Find the volume of the solid obtained by rotating the region under the graph of the function f(x) = (2)/(x+1) about the x-axis over the interval [0,3]
using discs (washers),
v = ∫[0,3] π(R^2-r^2) dx
where r = 1/2 and R = y = 2/(x+1)
v = π∫[0,3] (4/(x+1)^2 - 1/4) dx
= π (-4/(x+1) - x/4) [0,3]
= π ((-4/4 - 3/4) - (-4/1))
= 9π/4
Using shells,
v = ∫[1/2,2] 2πrh dy
where r=y and h = x = (2/y - 1)
v = 2π∫[1/2,2] y(2/y - 1) dy
= 2π (2y - 1/2 y^2)[1/2,2]
= 9π/4
To find the volume of the solid obtained by rotating the region under the graph of the function f(x) = 2/(x+1) about the x-axis over the interval [0,3], we can use the method of cylindrical shells.
The volume of each cylindrical shell can be calculated using the formula:
V = 2πrhΔx
where r is the radius of the shell at a particular x-value, h is the height of the shell, and Δx is the width of the shell.
In this case, we need to find the expression for r, h, and Δx in terms of x.
The radius of the shell (r) is simply the x-value where the function f(x) intersects the x-axis. In this case, the function intersects the x-axis at f(x) = 0, so we have:
0 = 2/(x+1)
Cross-multiplying, we get:
0 = 2
x + 1 = 0
Solving this equation, we find that x = -1. However, this x-value is outside the interval [0,3]. Therefore, we don't have any shells with a radius of 0, and we can ignore this case.
The height of the shell (h) is given by the function f(x) = 2/(x+1).
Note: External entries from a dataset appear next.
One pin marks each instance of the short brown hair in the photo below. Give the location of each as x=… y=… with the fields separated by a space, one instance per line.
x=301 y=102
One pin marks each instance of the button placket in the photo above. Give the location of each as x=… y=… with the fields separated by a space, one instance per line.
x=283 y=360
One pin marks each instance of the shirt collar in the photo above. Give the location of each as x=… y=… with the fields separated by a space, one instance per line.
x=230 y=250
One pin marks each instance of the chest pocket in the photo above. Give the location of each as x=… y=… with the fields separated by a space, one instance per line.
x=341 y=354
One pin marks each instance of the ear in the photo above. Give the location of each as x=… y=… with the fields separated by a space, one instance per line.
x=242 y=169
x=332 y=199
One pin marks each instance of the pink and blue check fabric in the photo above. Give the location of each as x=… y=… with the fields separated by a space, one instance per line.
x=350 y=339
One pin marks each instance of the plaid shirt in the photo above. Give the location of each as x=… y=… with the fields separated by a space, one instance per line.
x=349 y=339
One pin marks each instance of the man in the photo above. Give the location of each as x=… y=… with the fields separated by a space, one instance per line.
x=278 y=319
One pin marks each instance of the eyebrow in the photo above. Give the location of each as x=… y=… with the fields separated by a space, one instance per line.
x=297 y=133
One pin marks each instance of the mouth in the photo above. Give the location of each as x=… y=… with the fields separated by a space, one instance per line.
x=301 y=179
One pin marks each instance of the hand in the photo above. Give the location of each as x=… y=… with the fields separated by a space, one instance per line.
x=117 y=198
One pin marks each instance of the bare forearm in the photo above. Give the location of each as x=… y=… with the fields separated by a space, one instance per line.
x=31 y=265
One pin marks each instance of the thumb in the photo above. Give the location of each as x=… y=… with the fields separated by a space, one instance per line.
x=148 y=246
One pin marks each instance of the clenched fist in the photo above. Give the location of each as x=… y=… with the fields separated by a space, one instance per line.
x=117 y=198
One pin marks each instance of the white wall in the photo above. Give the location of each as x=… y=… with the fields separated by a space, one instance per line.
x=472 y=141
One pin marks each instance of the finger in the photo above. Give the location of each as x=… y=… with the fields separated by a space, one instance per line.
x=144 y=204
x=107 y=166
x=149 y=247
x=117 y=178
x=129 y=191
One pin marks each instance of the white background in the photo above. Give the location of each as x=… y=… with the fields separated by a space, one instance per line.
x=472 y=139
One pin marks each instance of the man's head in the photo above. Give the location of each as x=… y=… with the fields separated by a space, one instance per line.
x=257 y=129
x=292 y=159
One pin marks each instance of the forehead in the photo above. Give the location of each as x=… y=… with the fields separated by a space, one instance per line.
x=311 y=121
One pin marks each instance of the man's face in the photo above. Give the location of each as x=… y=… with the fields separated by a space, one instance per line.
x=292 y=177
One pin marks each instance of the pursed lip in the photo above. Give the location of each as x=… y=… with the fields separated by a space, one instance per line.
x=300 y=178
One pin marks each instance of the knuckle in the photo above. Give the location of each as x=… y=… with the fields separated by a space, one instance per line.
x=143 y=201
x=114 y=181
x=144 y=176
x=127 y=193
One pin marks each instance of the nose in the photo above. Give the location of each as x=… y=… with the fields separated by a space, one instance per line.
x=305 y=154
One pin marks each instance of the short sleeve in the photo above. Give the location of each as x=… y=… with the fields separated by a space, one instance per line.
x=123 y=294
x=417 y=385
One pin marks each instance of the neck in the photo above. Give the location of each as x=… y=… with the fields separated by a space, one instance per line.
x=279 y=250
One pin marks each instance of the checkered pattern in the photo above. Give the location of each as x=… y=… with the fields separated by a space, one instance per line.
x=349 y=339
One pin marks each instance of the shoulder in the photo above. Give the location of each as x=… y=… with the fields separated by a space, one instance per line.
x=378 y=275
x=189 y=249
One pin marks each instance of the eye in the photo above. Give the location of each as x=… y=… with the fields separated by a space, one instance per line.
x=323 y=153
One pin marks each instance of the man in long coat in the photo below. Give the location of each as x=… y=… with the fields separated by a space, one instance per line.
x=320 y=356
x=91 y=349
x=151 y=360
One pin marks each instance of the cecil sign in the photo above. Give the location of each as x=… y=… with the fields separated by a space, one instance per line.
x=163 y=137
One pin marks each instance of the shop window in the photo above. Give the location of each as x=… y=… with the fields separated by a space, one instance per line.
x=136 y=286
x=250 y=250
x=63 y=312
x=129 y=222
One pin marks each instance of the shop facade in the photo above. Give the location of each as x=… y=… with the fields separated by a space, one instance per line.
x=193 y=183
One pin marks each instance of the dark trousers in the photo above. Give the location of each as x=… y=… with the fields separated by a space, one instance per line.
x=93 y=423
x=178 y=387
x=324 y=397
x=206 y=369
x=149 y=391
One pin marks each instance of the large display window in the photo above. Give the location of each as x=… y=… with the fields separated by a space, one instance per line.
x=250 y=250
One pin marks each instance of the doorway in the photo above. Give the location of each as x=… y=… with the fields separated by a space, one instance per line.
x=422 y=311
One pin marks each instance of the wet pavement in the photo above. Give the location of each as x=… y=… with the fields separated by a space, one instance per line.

Therefore, h = f(x) = 2/(x+1).
The width of the shell (Δx) is simply the change in x-values within the interval [0,3]. Therefore, Δx = 3 - 0 = 3.
Now, we can calculate the volume of each cylindrical shell using the formula V = 2πrhΔx:
V = 2π(2/(x+1))(3)
To find the total volume of the solid, we need to integrate this expression over the interval [0,3]:
Total volume = ∫[0,3] 2π(2/(x+1))(3) dx
Evaluating this integral will give us the volume of the solid obtained by rotating the region under the graph of the function f(x) = 2/(x+1) about the x-axis over the interval [0,3].